5. Conclusie
In de nationale rekeningen worden drie illegale activiteiten geschat: de illegale productie en verkoop van drugs, prostitutie en de illegale handel in tabak. Deze activiteiten droegen in 2021 volgens een nieuwe raming in het kader van de revisie van de nationale rekeningen 4,5 miljard euro bij aan de Nederlandse economie (het bbp). Daarmee is het aandeel in de totale economie 0,5 procent. De vorige raming voor de omvang van de illegale economie, over verslagjaar 2015, kwam uit op 0,6 procent van het bbp. Bij die raming werden echter ook nog enkele niet binnen Europa verplicht te beschrijven illegale activiteiten meegenomen.
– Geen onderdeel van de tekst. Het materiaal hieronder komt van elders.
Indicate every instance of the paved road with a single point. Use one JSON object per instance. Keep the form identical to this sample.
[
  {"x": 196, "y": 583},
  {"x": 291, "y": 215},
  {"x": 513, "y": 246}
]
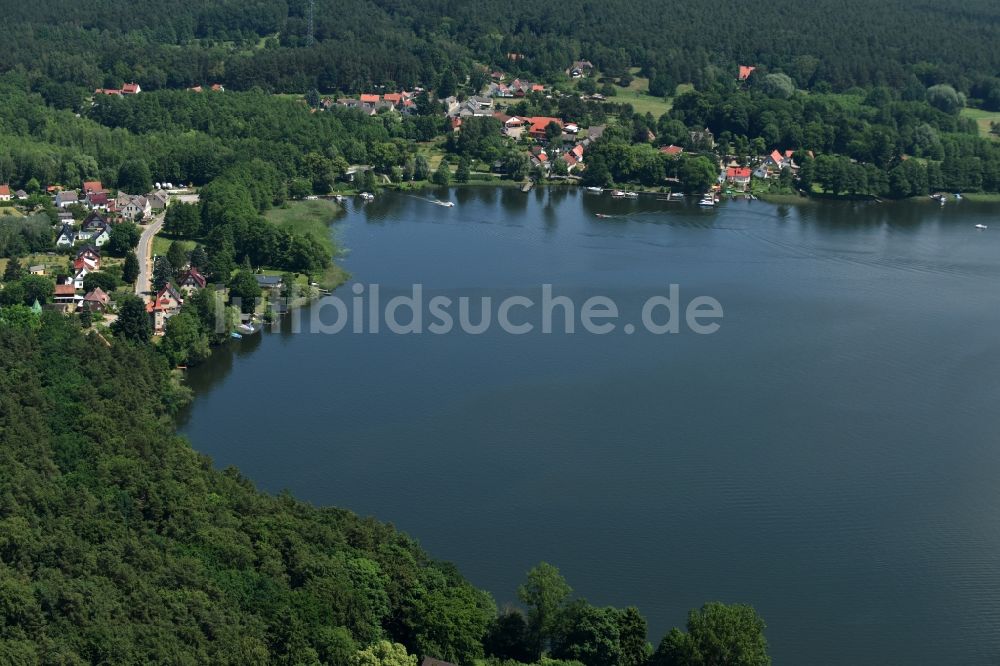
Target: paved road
[{"x": 144, "y": 253}]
De ramingen van de illegale economie zijn met veel meer onzekerheid omgeven dan andere delen van de economie waar veelal wel directe informatie beschikbaar is uit registers en enquêtes. Voor de raming van de illegale economie geldt bovendien dat de gedane aannames veel invloed kunnen hebben op de uitkomsten. Doordat dit deel van de economie niet in het openbaar plaatsvindt, zijn er geen waterdichte bronnen beschikbaar. Bij de handel in cocaïne hebben de aannames, vooral het inbeslagnamepercentage en de prijzen, veel invloed op de uitkomst. Voor de overige illegale activiteiten gelden vergelijkbare kanttekeningen.
Daarnaast maakt de locatie van de uiteindelijke eigenaar van het illegale proces veel verschil voor de omvang van de raming van de illegale activiteiten binnen de Nederlandse economie. Als de eigenaar niet-ingezetene is, wordt een groot deel van de waarde aan het buitenland toegerekend. Zo wordt er binnen de Nederlandse landsgrenzen 10,7 miljard euro aan de handel in cocaïne verdiend, maar vloeit het grootste deel hiervan naar het buitenland. Slechts 1,2 miljard euro aan toegevoegde waarde slaat neer binnen de Nederlandse economie. Voor andere illegale activiteiten (voornamelijk die op het gebied van synthetische drugs) geldt dit ook, maar in mindere mate.